«Мы прочли бы этот приговор, если бы имели глаза. Но книги перед нами открыты, а мы ничего в них не видим, не умеем читать, или читаем, не понимая, потому что чужую веру не может понять тот, кто сам не верит. „О богах без богов ничего нельзя сказать. Ούδέ λόγον περί θεών άνευ θεού λαλεΐν δυνατόν“.
Quis coelum possit, nisi coeli muneri, nosseEt reperire Deum, nisi qui pars ipse deorum est?Кто без дара небес небо возможет постигнуть,Бога кто обретет не богоравной душой?„Глаз никогда не увидел бы солнца, если бы не был солнцеподобным“» (69).
Словам Ямвлиха из «Книги тайн» вторят Манилий, дидактическая поэма которого «Астрономия» здесь цитируется, и Плотин. Завершает этот фрагмент цитата, источник которой указан в тексте:
«Wär' nicht das Auge sonnenhaft, / Die Sonne könnt' es nie erblicken. (Goethe)» (69).
Она приводится в оригинале, к ней дается такой комментарий:
«Мы же солнца не видим, потому что не солнцу подобен наш глаз, а оловянной пуговице» (69).
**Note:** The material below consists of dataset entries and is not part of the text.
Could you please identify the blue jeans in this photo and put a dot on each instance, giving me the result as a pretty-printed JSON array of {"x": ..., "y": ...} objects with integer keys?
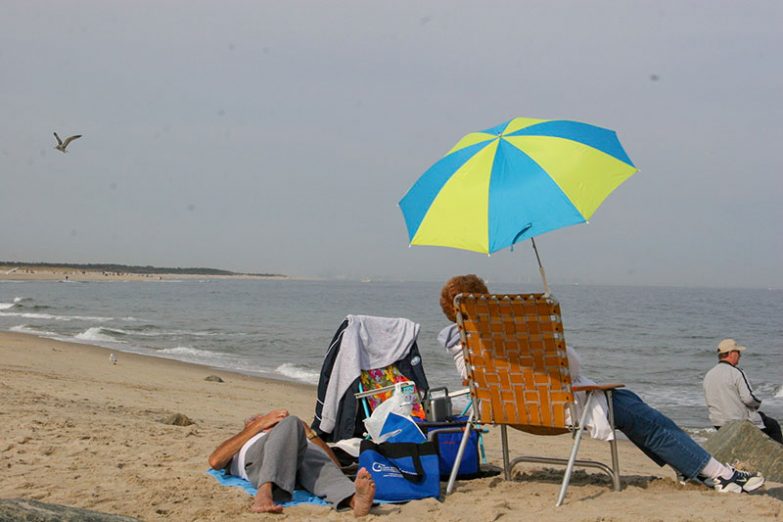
[{"x": 657, "y": 435}]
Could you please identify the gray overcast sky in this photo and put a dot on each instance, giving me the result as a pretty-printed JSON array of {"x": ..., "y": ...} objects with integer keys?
[{"x": 279, "y": 136}]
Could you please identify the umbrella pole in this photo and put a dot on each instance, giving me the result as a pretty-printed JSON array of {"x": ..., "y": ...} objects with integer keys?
[{"x": 541, "y": 268}]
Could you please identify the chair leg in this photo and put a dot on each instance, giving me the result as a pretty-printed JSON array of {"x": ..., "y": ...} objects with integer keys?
[
  {"x": 574, "y": 451},
  {"x": 504, "y": 444},
  {"x": 613, "y": 444},
  {"x": 460, "y": 452}
]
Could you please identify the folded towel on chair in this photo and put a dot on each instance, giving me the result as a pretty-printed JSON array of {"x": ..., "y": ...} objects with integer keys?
[{"x": 300, "y": 496}]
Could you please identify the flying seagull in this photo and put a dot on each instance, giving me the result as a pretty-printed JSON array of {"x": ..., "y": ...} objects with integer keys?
[{"x": 62, "y": 144}]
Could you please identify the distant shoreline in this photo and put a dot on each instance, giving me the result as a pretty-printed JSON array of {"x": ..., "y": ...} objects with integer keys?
[{"x": 10, "y": 271}]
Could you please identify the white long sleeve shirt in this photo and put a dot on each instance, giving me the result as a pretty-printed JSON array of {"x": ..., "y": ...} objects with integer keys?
[{"x": 729, "y": 396}]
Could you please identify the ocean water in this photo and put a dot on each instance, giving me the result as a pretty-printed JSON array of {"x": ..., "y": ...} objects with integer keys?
[{"x": 659, "y": 341}]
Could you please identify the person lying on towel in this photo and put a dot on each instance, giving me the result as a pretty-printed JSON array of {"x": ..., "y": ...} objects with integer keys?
[
  {"x": 650, "y": 430},
  {"x": 277, "y": 451}
]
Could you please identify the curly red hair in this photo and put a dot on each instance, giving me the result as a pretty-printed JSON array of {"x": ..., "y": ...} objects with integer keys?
[{"x": 465, "y": 284}]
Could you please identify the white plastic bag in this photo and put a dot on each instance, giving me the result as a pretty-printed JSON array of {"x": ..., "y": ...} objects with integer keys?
[{"x": 400, "y": 403}]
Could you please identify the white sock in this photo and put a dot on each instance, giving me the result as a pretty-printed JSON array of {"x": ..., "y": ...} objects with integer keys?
[{"x": 715, "y": 469}]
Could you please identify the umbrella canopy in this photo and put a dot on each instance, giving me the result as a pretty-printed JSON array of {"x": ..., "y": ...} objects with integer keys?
[{"x": 514, "y": 181}]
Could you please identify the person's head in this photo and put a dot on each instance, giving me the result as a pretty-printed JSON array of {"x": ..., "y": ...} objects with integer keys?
[
  {"x": 465, "y": 284},
  {"x": 730, "y": 351}
]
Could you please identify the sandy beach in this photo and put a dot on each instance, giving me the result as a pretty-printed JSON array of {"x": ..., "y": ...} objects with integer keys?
[
  {"x": 33, "y": 273},
  {"x": 79, "y": 431}
]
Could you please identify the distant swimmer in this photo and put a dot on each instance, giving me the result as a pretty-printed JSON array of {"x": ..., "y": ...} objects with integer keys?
[{"x": 61, "y": 145}]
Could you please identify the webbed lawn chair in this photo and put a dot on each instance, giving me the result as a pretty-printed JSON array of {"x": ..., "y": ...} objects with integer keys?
[{"x": 518, "y": 374}]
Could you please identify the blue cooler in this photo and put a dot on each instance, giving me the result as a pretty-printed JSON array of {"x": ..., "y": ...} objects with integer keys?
[{"x": 447, "y": 435}]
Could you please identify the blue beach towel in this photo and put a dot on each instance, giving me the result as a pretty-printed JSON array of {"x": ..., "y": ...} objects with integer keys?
[{"x": 300, "y": 496}]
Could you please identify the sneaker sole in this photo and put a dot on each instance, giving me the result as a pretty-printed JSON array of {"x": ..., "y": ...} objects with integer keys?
[{"x": 753, "y": 484}]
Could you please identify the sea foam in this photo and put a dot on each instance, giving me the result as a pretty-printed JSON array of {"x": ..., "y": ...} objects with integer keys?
[
  {"x": 96, "y": 334},
  {"x": 292, "y": 371},
  {"x": 30, "y": 315}
]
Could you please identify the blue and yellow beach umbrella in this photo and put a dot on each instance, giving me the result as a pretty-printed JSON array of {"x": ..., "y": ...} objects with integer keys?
[{"x": 515, "y": 181}]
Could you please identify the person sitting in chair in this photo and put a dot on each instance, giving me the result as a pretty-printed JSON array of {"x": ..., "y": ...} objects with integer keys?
[
  {"x": 650, "y": 430},
  {"x": 729, "y": 395},
  {"x": 277, "y": 451}
]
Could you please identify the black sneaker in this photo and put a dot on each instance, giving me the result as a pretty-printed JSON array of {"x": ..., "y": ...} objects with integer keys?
[{"x": 740, "y": 481}]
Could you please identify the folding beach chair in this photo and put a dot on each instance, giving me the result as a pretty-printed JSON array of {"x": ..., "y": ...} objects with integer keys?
[
  {"x": 515, "y": 354},
  {"x": 350, "y": 411}
]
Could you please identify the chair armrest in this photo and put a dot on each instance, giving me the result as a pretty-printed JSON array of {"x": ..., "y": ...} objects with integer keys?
[{"x": 601, "y": 387}]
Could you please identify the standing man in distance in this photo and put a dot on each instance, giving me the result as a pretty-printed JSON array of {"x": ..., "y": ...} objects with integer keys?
[{"x": 729, "y": 395}]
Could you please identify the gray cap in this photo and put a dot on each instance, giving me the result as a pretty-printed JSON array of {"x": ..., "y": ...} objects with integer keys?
[{"x": 729, "y": 345}]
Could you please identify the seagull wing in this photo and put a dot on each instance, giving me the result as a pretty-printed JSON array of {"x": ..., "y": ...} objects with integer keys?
[{"x": 70, "y": 139}]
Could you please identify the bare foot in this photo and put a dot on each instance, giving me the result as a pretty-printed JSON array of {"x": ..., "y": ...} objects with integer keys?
[
  {"x": 263, "y": 502},
  {"x": 361, "y": 502}
]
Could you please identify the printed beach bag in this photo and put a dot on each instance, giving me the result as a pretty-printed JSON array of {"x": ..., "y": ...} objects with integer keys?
[{"x": 402, "y": 471}]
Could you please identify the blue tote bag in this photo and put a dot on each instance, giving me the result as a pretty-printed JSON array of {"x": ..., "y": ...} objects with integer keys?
[{"x": 402, "y": 471}]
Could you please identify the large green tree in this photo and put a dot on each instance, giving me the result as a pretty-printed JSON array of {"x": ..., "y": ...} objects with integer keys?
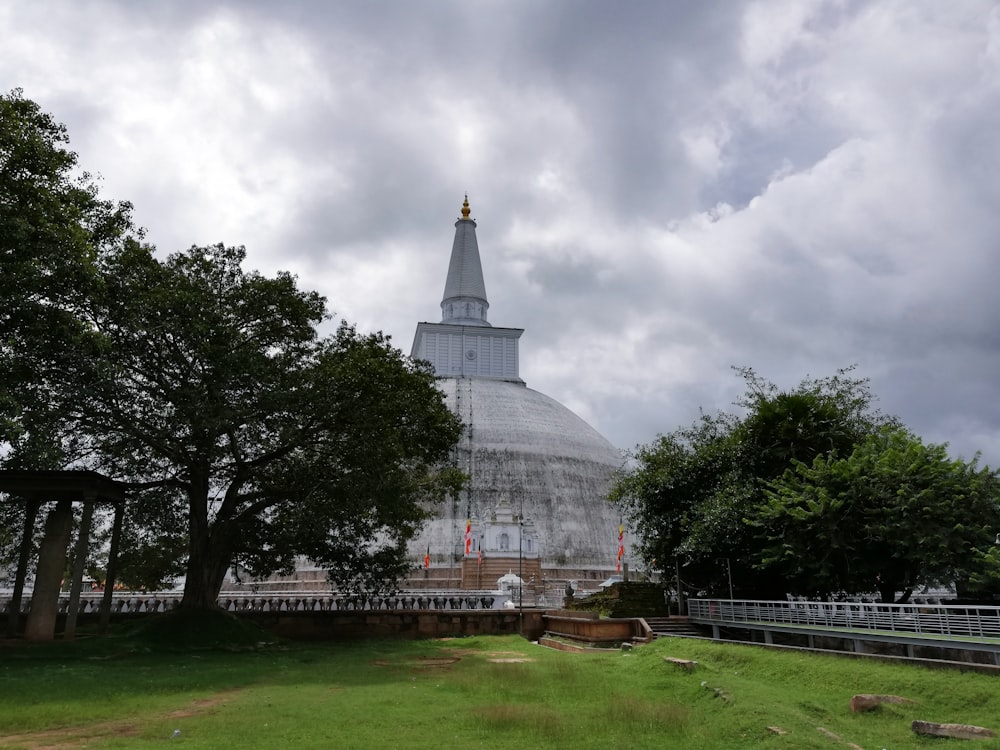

Слова Гёте из его «Farbenlehre» («Учение о цвете») (1810):
«Когда б не солнечным был глаз, / Как мы могли бы свет узреть?»,
созвучны не только словам Ямвлиха и Манилия, но особенно Плотина.
Однако в некоторых случаях цитаты комментируются будто не самим Д. Мережковским, а словом «третьего» (писателя, мыслителя, литературного персонажа). Так, например, в книге «О причинах упадка.» он высоко оценил издание «Жизнь Б. де Спинозы, описанной Иоганном Колерусом.» (1891), затем в книге «Л. Толстой и Достоевский» пересказал его фрагменты, упомянул «Этику» и изложил сюжет об отлучении от синагоги. В «Тайне Трех» Д. Мережковский снова прибегает к его слову: сначала не соглашается с ним, —
«В утешение нам можно только сказать, что это повелось уже издавна. Боги любят и мудрых делать глупыми. Аристотель в „Метафизике“ называет учение Платона об Эросе, эту жемчужину эллинской мудрости, „бредом пьяных“, а Спиноза, возражая на божественное слово о детстве, сопоставляет детей с „дураками и сумасшедшими“» (72),
затем осознает сторонником:
«„Почему материя не достойна природы божественной?“ — недоумевает Спиноза. Никто не ответил на это недоумение, кроме Египта».
Комментарием к мысли об атеизме являются слова Кириллова из «Бесов»:
«Для нашей религиозной лжи у нас есть слово: атеизм. Атеизм, отрицание религии с религиозною жаждою социальной правды — это противоречие не мое, а мира. Разве мы не видим, как социалистический атеизм становится новою верою? „Я верую, что Бога нет“, — исповедует бесноватый Кириллов в „Бесах“ Достоевского» (57–58),
причем сначала они цитируются, а затем еще дважды в текст вводится разорванная цитата и реминисценция. Интертекст из произведений Ф. Достоевского по частотности цитирования превосходит все другие источники, причем они вводятся как со ссылкой на него, так и без нее, как семантические формулы, вызывающие нужные ассоциации, как идеи-образы:
«По пути прогресса мы двигались быстро, летели, как брошенный камень, — и вот куда залетели.
Робок, наг и дик, скрывался Троглодит в пещерах скал.Троглодит в конце прогресса. Может ли это быть? Вопрос уже не кажется сейчас таким нелепым, как до всемирной войны и до русской революции-антропофагии» (63).